Justice of the Iowa Supreme Court
- In office January 1, 1933 – December 31, 1938

Chief Justice of the Iowa Supreme Court
- In office 1936–1936

United States Attorney for the Southern District of Iowa
- In office 1940–1949
- Appointed by: Franklin D. Roosevelt

Personal details
- Born: Maurice Francis Donegan September 2, 1875 Welton Township, Clinton County, Iowa, U.S.
- Died: March 24, 1950 (aged 74) Davenport, Iowa, U.S.
- Party: Democratic
- Spouse: Mary I. Martin
- Education: Creighton University (A.B.) Georgetown University (A.M.) University of Iowa College of Law (LL.B.)
- Occupation: Judge, lawyer

= Maurice F. Donegan =

Maurice Francis Donegan (September 2, 1875 – March 24, 1950) was an American jurist and lawyer from Iowa. A member of the Democratic Party, he served as a justice of the Iowa Supreme Court from 1933 to 1938, including one six-month term as chief justice, and later as United States Attorney for the Southern District of Iowa from 1940 to 1949.

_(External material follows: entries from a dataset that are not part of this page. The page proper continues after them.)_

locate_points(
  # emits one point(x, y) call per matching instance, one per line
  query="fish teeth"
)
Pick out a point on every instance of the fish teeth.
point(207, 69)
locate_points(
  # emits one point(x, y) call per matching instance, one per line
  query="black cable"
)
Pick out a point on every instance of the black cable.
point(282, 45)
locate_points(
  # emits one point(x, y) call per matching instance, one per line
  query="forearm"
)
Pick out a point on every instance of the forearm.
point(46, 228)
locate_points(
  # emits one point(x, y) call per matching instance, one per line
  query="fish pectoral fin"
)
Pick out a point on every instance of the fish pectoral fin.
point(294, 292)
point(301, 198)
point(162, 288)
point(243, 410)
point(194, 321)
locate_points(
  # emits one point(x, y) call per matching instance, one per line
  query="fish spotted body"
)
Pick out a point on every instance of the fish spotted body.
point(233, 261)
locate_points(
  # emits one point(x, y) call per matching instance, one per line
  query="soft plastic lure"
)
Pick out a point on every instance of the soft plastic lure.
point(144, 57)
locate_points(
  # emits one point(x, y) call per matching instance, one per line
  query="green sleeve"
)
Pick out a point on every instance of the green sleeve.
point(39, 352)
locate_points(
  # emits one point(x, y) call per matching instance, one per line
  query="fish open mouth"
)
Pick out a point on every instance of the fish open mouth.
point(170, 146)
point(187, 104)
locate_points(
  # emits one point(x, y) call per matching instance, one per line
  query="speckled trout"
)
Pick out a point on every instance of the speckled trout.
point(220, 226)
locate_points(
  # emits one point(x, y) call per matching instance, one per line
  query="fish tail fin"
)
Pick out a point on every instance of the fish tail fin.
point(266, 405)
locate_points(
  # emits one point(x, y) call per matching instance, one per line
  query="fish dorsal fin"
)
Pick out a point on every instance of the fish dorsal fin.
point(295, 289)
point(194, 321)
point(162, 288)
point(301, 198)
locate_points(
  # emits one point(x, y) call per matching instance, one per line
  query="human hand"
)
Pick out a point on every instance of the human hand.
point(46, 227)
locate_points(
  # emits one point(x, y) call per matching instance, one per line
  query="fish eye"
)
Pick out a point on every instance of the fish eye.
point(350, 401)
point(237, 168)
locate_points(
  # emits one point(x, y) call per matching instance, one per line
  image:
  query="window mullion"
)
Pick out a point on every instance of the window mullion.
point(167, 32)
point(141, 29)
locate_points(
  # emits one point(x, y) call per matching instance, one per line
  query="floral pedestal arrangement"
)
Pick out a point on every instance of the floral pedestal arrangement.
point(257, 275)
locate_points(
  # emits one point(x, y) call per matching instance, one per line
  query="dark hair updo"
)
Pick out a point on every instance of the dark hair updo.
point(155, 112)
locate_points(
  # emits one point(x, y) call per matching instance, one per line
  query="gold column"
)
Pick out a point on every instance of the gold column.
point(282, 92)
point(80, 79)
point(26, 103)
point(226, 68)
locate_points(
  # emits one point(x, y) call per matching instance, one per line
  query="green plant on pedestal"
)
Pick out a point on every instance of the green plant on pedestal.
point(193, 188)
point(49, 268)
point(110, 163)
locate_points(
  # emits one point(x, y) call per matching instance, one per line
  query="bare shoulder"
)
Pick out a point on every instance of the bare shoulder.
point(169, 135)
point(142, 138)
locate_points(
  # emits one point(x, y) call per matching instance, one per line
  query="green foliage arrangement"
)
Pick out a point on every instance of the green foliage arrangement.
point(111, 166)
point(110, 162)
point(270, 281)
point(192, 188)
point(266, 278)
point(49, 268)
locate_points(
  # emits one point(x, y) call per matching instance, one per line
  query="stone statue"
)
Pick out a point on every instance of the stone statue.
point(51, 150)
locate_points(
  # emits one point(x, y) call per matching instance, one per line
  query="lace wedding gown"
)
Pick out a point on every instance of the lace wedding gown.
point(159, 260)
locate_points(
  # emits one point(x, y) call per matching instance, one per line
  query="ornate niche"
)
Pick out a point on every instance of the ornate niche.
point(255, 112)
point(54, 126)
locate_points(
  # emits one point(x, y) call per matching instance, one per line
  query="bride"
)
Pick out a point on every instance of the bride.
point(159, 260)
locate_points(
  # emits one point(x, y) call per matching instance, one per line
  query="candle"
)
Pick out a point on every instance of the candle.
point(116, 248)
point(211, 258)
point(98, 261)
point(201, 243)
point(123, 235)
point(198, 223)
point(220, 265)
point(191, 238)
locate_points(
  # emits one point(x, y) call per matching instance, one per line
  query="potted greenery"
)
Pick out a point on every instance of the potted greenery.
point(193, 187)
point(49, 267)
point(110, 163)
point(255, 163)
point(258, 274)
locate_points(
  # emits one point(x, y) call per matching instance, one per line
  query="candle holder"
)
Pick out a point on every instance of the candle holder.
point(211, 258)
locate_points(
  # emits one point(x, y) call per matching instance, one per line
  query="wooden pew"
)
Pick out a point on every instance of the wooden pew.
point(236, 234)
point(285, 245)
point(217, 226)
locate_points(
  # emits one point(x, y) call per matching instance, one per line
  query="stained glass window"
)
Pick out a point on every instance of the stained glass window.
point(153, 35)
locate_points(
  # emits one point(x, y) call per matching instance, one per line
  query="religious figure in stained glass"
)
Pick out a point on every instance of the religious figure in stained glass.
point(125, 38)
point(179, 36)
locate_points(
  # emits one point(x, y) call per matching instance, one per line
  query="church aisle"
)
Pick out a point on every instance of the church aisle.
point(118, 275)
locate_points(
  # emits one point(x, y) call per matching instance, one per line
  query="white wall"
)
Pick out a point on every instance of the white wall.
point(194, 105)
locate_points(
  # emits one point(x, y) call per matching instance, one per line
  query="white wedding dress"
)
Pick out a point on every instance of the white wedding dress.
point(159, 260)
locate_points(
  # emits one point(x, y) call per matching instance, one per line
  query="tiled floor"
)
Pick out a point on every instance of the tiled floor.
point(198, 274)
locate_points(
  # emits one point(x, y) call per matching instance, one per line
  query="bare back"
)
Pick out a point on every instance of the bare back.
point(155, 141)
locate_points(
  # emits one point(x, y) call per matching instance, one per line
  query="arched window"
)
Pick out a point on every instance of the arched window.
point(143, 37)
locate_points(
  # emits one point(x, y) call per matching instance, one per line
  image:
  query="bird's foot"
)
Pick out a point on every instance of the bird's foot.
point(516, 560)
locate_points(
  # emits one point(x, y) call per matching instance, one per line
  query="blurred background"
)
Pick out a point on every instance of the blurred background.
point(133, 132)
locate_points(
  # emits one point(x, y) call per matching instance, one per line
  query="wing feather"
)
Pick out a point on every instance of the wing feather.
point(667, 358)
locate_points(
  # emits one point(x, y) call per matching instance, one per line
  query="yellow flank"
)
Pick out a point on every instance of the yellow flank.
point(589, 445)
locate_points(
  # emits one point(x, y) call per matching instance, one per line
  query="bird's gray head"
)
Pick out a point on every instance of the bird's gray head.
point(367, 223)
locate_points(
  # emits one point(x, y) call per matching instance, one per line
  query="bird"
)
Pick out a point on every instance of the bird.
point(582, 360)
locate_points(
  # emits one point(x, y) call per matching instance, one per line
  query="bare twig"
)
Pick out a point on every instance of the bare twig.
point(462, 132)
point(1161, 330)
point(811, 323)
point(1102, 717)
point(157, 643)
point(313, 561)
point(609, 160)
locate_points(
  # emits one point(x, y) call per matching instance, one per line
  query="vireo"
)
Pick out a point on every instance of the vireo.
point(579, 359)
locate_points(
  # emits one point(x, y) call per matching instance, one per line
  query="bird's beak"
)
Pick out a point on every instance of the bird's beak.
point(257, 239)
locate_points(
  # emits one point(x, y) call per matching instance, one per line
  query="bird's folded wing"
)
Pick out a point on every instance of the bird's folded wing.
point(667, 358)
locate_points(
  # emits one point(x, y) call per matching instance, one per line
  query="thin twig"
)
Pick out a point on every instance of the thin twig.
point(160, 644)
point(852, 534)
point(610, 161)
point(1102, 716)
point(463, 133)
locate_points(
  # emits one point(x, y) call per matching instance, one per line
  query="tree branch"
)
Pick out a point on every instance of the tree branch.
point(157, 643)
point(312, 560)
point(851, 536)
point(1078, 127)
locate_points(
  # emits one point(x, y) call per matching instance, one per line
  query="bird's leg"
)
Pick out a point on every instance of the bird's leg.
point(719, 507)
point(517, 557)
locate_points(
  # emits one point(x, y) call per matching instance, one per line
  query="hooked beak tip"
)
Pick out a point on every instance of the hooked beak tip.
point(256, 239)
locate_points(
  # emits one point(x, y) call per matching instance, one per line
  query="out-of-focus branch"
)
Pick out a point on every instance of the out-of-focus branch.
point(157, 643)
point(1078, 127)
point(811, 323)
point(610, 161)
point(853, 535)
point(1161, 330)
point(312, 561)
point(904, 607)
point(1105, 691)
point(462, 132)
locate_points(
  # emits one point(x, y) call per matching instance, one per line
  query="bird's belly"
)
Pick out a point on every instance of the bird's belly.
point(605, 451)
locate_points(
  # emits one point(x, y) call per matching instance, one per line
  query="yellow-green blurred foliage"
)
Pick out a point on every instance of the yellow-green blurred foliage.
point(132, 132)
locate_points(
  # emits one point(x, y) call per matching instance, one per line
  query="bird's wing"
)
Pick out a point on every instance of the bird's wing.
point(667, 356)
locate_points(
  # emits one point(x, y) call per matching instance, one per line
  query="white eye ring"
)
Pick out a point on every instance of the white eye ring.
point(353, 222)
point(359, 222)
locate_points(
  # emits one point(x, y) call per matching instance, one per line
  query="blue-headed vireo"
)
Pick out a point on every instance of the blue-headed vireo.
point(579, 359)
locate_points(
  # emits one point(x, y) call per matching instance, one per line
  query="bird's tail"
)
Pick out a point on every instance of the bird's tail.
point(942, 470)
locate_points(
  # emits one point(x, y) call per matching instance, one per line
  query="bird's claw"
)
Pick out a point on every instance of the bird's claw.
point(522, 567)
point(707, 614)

== Early life and education ==
Donegan was born on a farm near Welton in Clinton County, Iowa, on September 2, 1875, to Jeremiah Donegan and Mary (Lucey) Donegan. He attended local district schools and high school in DeWitt, Iowa. He completed undergraduate study at Creighton University in Omaha, Nebraska, receiving an A.B. in 1895.

He later pursued legal studies at Georgetown University beginning in 1898, spending several years in its law program, and then completed his legal education at the University of Iowa College of Law, graduating in 1901.

== Legal career ==
After graduating from law school in 1901, Donegan began practice in Davenport, Iowa. He served as city attorney for Davenport from 1908 to 1912.

In 1913, Donegan was elected judge of Iowa’s Seventh Judicial District, headquartered in Davenport, and served until 1921, after which he returned to private practice.

== Iowa Supreme Court ==
Donegan was elected to the Iowa Supreme Court in the 1932 general election and took office on January 1, 1933. He served through December 31, 1938, including one six-month term as chief justice under the court’s rotation system. He was defeated for re-election in 1938 and left the court at the end of his term, replaced by Oscar Hale.

== United States Attorney ==
In 1940, Donegan was appointed United States Attorney for the Southern District of Iowa by Franklin D. Roosevelt, serving until 1949.

== Personal life ==
Donegan married Mary I. Martin on November 29, 1905. He was a Roman Catholic and belonged to the American Bar Association and the Knights of Columbus.

Donegan died in Davenport, Iowa, on March 24, 1950.